US Airways Flight 1549 (Sully)
Appears in 2 lectures.
Appearances across the corpus
Mentioned only as the more famous later analog to the Sioux City glide landing.
All of a sudden, the pilot had to do a glide into Sioux City, Iowa, airport. He did it successfully — sort of like the guy who landed the US Airways airplane on the Hudson River. They made a movie out of that. Sioux City, Iowa was before. It turns out it was a titanium nitride inclusion from the casting process that caused a fatigue crack in the titanium disc. Brian has a lot of stories about this, including how it caused General Electric to redo a lot of their quality control metrics. You have a serious problem when you get to five and six sigma. How do you fix the problem and get to a higher level of reliability?
Tom's review of the *Sully* movie (2016). NTSB portrayal disputed. Hudson River landing after dual-engine bird strike at 2,800 feet; 155 survivors. Used as setup for bird-strike engine certification story.

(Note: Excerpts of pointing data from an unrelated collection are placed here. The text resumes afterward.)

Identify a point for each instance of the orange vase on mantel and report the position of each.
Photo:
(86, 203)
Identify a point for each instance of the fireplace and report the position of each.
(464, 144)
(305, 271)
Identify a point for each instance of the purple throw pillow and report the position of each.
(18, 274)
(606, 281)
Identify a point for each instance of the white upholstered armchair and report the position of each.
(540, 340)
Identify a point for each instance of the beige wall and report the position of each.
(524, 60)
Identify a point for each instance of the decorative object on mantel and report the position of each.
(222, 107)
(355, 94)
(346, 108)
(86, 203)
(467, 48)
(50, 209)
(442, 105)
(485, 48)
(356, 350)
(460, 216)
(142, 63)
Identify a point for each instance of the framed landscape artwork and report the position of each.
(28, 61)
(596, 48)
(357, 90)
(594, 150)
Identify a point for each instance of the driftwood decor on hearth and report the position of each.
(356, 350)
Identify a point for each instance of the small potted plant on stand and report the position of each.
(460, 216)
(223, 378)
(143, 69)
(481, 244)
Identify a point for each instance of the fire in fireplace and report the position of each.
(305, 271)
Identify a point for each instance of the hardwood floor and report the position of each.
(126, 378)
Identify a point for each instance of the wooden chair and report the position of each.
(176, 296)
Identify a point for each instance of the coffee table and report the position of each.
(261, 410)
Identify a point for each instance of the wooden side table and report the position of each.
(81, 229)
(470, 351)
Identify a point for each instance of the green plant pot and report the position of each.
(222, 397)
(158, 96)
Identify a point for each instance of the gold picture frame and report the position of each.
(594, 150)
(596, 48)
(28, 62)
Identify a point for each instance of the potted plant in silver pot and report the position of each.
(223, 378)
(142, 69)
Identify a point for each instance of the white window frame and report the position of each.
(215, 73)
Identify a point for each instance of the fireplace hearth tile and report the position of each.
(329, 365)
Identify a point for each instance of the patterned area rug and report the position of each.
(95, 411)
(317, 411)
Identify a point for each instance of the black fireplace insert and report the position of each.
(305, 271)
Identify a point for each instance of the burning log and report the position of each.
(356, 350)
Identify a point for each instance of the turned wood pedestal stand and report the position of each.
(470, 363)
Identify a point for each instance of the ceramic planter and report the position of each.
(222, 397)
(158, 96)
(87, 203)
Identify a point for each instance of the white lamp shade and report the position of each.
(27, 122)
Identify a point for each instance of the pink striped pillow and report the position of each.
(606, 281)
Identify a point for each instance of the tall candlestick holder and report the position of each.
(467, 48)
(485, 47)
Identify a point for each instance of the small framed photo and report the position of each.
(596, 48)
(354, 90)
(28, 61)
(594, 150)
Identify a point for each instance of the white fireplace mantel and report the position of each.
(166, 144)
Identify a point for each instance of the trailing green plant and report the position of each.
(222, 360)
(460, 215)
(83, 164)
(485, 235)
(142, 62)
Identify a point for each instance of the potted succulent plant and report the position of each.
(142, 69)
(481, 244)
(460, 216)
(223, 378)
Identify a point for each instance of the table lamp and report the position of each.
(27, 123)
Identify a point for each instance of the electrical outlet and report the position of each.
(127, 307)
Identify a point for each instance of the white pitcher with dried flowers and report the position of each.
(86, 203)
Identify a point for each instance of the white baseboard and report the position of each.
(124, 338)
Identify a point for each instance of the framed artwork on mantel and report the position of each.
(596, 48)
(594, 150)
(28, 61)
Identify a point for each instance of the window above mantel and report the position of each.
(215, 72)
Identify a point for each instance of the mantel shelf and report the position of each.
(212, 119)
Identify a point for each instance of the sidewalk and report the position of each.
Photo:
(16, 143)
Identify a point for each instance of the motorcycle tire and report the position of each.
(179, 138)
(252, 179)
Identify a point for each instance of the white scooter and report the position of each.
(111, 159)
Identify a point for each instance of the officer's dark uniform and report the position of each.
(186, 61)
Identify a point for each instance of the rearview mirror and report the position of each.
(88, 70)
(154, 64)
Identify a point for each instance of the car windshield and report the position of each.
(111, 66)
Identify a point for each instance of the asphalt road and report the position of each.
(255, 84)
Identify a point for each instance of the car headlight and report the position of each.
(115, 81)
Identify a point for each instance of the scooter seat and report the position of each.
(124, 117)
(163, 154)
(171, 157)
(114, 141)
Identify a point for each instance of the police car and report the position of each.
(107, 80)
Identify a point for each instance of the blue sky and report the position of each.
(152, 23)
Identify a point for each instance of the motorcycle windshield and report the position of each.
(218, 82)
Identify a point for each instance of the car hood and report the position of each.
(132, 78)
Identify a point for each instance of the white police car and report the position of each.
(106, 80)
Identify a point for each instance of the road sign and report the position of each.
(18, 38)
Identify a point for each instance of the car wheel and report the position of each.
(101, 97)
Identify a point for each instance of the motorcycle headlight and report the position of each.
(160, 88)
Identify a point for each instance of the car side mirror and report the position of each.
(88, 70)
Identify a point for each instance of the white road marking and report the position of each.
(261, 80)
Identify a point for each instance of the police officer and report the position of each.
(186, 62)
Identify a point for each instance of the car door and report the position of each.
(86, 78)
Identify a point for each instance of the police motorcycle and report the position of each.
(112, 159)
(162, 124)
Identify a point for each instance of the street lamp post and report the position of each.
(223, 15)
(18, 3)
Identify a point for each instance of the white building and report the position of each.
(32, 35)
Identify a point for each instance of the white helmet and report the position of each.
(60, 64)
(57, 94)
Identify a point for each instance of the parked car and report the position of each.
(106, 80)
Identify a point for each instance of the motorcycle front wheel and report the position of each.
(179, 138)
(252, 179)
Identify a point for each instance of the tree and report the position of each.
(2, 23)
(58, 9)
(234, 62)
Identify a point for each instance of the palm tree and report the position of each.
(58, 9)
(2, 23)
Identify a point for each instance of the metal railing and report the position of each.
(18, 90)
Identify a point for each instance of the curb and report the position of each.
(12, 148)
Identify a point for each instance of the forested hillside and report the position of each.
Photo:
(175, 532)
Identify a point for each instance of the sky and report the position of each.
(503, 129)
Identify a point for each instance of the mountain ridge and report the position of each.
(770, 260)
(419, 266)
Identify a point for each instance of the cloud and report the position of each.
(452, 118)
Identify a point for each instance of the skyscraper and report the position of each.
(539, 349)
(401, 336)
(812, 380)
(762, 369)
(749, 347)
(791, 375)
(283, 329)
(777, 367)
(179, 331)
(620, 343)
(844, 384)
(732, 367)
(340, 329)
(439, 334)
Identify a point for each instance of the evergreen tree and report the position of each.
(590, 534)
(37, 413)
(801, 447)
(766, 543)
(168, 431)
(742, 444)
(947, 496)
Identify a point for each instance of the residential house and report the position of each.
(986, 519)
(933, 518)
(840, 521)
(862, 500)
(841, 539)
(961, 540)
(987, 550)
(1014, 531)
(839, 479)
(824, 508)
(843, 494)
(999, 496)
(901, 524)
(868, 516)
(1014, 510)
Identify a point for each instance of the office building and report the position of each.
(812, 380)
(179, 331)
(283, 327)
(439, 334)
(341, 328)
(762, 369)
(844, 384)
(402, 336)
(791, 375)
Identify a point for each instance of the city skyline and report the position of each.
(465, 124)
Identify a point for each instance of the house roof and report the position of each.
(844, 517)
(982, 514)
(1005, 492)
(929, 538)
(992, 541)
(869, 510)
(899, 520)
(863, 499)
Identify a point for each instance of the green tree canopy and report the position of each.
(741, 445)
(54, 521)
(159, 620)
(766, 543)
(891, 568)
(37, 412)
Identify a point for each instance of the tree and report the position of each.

Strength versus temperature. This came up in the last two weeks. I missed a day last week — had to be down at an inspection of an aircraft — and one guy told a story about the problem of bird strikes. So Monday night my wife wanted to go see Sully, the movie Sully, because my daughter had seen it and said it was worth seeing. It's not a bad movie. It has nothing to do with reality. The NTSB was made a bad guy by Clint Eastwood — they were not a bad guy in the real world. But they made him a bad guy. Clint Eastwood had to sell tickets. It's an entertaining movie — think of it as fiction based on fact. The guy really did land a plane in the Hudson River. That's about as far as the fact goes. It was a bird strike, he lost both engines at 2,800 feet, and he had to land in the Hudson River. He was successful — 155 people all survived.